Different Income Inequalities

As Barry Ritholz points out people mean different things when they talk about “income inequality”. Some people mean the fact that Warren Buffet earns more in a month than you do in a lifetime. But other means that even Americans below the poverty level are upper middle income by world standards:

It is noteworthy that while $10 is the lower threshold for middle-income status, it is about the median daily per capita income of U.S. households living in poverty. Pew reports that “a large share of poor people in the U.S. would also fail to meet the global middle-income standard.”

So, when the issue of income inequality or a wealth tax comes up in international circles, they don’t mean taxing Warren Buffet and giving the money to you. They mean taxing you and giving the money to Chinese and Indian farmers.

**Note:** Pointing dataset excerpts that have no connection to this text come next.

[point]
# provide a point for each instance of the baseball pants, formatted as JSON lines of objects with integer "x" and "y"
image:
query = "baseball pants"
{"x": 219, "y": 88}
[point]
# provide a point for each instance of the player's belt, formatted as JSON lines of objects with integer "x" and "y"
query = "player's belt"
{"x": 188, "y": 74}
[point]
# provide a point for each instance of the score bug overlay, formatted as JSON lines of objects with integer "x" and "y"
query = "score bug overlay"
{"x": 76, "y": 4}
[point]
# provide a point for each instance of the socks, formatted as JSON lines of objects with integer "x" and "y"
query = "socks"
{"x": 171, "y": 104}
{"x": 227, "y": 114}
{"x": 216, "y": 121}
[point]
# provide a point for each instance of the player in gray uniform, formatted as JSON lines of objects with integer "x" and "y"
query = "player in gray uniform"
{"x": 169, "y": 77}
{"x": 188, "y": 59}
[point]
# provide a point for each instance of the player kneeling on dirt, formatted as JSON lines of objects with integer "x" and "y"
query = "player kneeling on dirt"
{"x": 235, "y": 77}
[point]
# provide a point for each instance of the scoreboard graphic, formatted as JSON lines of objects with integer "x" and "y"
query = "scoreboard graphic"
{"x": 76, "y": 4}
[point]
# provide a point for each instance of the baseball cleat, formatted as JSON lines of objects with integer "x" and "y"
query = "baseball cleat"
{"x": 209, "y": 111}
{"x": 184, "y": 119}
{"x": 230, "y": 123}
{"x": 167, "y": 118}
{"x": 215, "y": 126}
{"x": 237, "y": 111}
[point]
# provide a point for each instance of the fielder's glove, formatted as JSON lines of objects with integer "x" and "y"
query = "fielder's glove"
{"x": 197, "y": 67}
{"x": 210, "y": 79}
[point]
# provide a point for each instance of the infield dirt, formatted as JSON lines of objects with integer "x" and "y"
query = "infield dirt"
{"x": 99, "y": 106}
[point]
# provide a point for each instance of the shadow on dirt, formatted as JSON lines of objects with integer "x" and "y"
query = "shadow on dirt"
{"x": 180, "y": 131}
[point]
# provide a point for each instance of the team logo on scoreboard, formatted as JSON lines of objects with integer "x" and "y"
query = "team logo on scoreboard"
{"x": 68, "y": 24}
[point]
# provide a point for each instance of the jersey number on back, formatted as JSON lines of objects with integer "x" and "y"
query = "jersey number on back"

And somehow along the way a little of that money will be siphoned off into the pockets of the politicians and bureaucrats who will administer it. It’s said that hardly a drop of the Colorado River empties into the ocean these days as each state and municipality along the ways takes a little of the mighty flow for its own use.

2 comments… add one
  • mike shupp Link

    Hmmm … there’s also this thing called Trade. Suppose we lower some tariffs so Chinese farmers find it easier to sell ginseng in the USA, and maybe they reduce some of their censorship laws so Hollywood can sell more movie tickets and DVDs. So the average American is reaching into his pocket and benefiting poorer Chinese peasants at the expense of wealthy American would-be ginsing sellers. And the average Chinese citizen is benefiting the downtrodden impoverished masses of Hollywood and Beverly Hills.

    Joking, but the idea ought to be clear. We can reduce income differences through trade, without paying a penny to politicians or bureaucrats. In principle, at least.

    This is NOT an endorsement of every Administration-backed “trade bill” that comes down the pike these days.

  • China is the barrier to that, not the U. S. The Chinese have this policy they call “food self-sufficiency”. We’d be selling them a lot more agricultural products (specifically rice and wheat) than we do if they didn’t impose limits. We buy a lot of food from China but they buy a lot less from us. And in China as in most of the world a “DVD shop” is a place where DVDs are duplicated, mostly illegally, for sale. Although formally that’s against the law the Chinese authorities do very little to protect the intellectual property rights of U. S. companies. That extends to pharmaceutical companies, chip manufacturers, movie makers, and record companies. It is estimated that Chinese theft of U. S. intellectual property goes into the tens or hundreds of billions of dollars annually.

    Further, although we don’t have a free trade agreement with China we do have free trade agreements with several countries with which China has largely free trade. That means that any barrier to Chinese products coming into the U. S. are largely inoperative.

    China still has the largest number of very poor people in the world largely because of the Chinese government not because of anything that we’re doing.